The survey, which used a sample of 800 people who identified themselves as Catholic, showed that 66 per cent of practising Catholics would be happy to attend the traditional Latin Mass once a month if it were celebrated in their parishes.
Commissioned by the French group Paix Liturgique, the survey also showed that Britain had a higher percentage of regular Mass attendance than France, Portugal and Germany.
Although only 13 per cent of Britain’s population identifies itself as Catholic, 32 per cent of Catholics attend Mass at least once a month, if not more often, compared with 19 per cent of French Catholics and 10 per cent of German Catholics.

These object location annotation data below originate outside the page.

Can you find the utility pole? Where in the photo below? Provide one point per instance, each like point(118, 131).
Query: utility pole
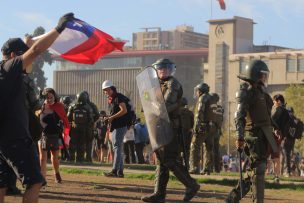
point(228, 146)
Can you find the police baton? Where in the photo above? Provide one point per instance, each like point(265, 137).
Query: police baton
point(240, 150)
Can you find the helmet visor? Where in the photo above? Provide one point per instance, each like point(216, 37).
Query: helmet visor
point(264, 75)
point(169, 66)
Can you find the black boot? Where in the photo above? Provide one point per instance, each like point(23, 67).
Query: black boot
point(112, 173)
point(161, 180)
point(184, 177)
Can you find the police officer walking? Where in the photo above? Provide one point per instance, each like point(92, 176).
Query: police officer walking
point(169, 155)
point(80, 115)
point(91, 128)
point(253, 130)
point(217, 119)
point(203, 130)
point(187, 121)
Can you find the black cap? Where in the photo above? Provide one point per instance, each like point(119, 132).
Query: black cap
point(15, 45)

According to the survey, 43 per cent of those Catholics who practice regularly would attend Mass in the Extraordinary Form once a week. Fifty per cent of the Catholics questioned said that they would find it normal if Mass were celebrated in the Extraordinary Form alongside the Ordinary Form in their parishes. The survey also found that 60 per cent of Catholics were unaware of Pope Benedict XVI’s Motu Proprio Summorum Pontificum which lifted restrictions on the traditional Latin Mass in 2007.
John Medlin, general manager of the Latin Mass Society, said: “Broadly speaking these results are the same across Europe. They indicate that among Catholics who take interest in their faith, although there is great ignorance, once people are made aware of the Motu Proprio Summorum Pontificum there is a willingness for people in large numbers to accept the Extraordinary Form.
“Once it is explained, there is a willingness on the part of Catholics attached to the Ordinary Form for the two forms of the rite to exist quite happily side by side in the parishes, just as most of those attached to the Extraordinary Form are quite happy to accept the right of those attached to the ordinary form to have Mass celebrated in this way.”
In a statement Paix Liturgique said: “In Great Britain as elsewhere, the argument resting on the lack of interest among the faithful for the application of the Motu Proprio is unfair. When their point of view is solicited in an opinion poll the results are quite different to those obtained when one merely speaks in their name.”